June 8, 2007 (KUALA LUMPUR) — Malaysian state oil firm Petronas will make a final decision this year on whether to help build a refinery in Sudan, its chief executive said on Friday, indicating that the plant’s capacity had been increased by half.

Petroliam Nasional Berhad signed a deal in August 2005 to invest in the refinery — initially reported to be a $1 billion, 100,000 barrels per day (bpd) facility in Port Sudan — but Hassan Marican said work had yet to begin in earnest.

“It’s still preliminary, we will come to a final investment decision sometime this year,” Hassan told Reuters ahead of the Asia Oil and Gas Conference (AOGC) in Kuala Lumpur. Petronas is one of Sudan’s biggest oil producers.

“It has a 150,000 barrels per day capacity and it’s a complex refinery,” he said, adding that it would process a mix of the Nile Blend crude that Petronas helps produce as well as the country’s newer, acidic Dar Blend grade.

“It’s a combination… It’s basically Sudan crude.”

Sudan’s junior oil minister had said in India in January that they had started construction and hoped to complete the plant within two years.

Sudan recently also revamped and expanded its only existing refinery, a 100,000-bpd plant in Khartoum.

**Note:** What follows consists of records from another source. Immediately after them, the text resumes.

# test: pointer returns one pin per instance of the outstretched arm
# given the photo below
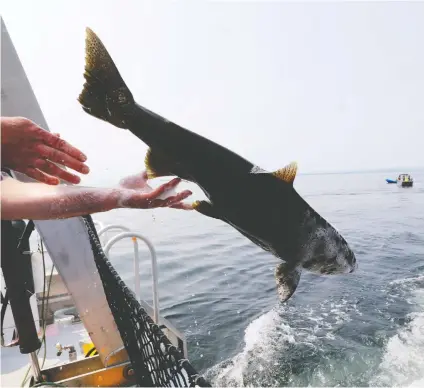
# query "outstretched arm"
(38, 201)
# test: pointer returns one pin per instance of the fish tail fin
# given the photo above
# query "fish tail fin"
(287, 278)
(105, 94)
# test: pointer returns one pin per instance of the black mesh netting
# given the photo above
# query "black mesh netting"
(155, 360)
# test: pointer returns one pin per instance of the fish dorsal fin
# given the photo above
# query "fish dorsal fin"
(288, 173)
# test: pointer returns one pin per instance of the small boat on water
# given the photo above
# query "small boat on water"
(391, 181)
(405, 180)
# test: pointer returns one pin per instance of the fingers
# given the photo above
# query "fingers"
(41, 177)
(54, 170)
(182, 206)
(60, 157)
(137, 181)
(54, 141)
(171, 200)
(163, 188)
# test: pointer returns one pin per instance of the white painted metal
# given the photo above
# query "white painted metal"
(154, 265)
(67, 241)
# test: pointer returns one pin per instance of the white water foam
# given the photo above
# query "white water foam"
(403, 360)
(260, 341)
(269, 336)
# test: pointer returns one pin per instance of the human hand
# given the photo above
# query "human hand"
(31, 150)
(138, 194)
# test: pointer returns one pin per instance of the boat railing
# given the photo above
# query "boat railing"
(127, 233)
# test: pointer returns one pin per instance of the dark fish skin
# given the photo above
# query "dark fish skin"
(263, 206)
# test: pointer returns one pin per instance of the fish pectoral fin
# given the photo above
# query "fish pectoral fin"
(288, 173)
(158, 165)
(207, 209)
(287, 278)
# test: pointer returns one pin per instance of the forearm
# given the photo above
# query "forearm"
(42, 202)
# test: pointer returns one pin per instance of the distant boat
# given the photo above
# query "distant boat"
(405, 180)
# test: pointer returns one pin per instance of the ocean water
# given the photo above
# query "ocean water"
(360, 329)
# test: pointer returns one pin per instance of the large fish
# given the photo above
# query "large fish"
(261, 205)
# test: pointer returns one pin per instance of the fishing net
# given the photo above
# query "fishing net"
(155, 360)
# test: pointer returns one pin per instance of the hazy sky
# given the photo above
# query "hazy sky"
(334, 86)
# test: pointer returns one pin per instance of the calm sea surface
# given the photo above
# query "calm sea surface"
(360, 329)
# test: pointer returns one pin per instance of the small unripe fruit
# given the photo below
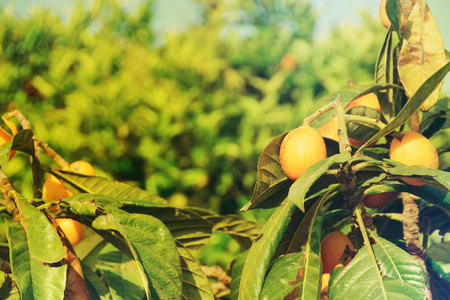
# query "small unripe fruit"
(301, 148)
(385, 19)
(413, 149)
(332, 249)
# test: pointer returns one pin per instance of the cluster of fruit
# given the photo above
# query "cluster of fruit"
(304, 146)
(54, 189)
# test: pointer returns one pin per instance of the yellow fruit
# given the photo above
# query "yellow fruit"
(379, 200)
(54, 189)
(413, 149)
(74, 230)
(332, 249)
(324, 288)
(301, 148)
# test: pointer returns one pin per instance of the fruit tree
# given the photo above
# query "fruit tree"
(357, 198)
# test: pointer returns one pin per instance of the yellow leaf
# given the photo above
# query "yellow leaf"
(422, 52)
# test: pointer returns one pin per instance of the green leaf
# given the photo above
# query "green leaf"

A near trebling in construction costs and fears of global refining overcapacity at the end of this decade have prompted a handful of companies to postpone or shelve plans to build new plants or expand older ones, although most are still moving ahead.

Analysts say that building a new, complex refinery now can cost $15-per-bpd output or more, a valuation that would put the Sudan plant at a cost of more than $2 billion.

Hassan declined to put a price tag on the investment. Petronas has interests in nine oilfields in Sudan and pumped 81,600 bpd of oil in the year to March 2006, about a fifth of the company’s total international oil and gas production.

“(The refinery) gives us the opportunity to upgrade the value of the Sudan crude and also access to the product market,” Hassan said.

Malaysia’s major investment in Sudanese oilfields has made the Southeast Asian country sensitive to claims by human rights groups that it does business with a regime that is a party to fighting in Darfur that has killed over 200,000 people. Sudan says only about 9,000 have died.

Western powers have urged tough U.N. sanctions against Sudan. In addition to owning shares in Malaysia’s domestic refineries, Petronas is also the majority owner of South African refiner and retailer Engen.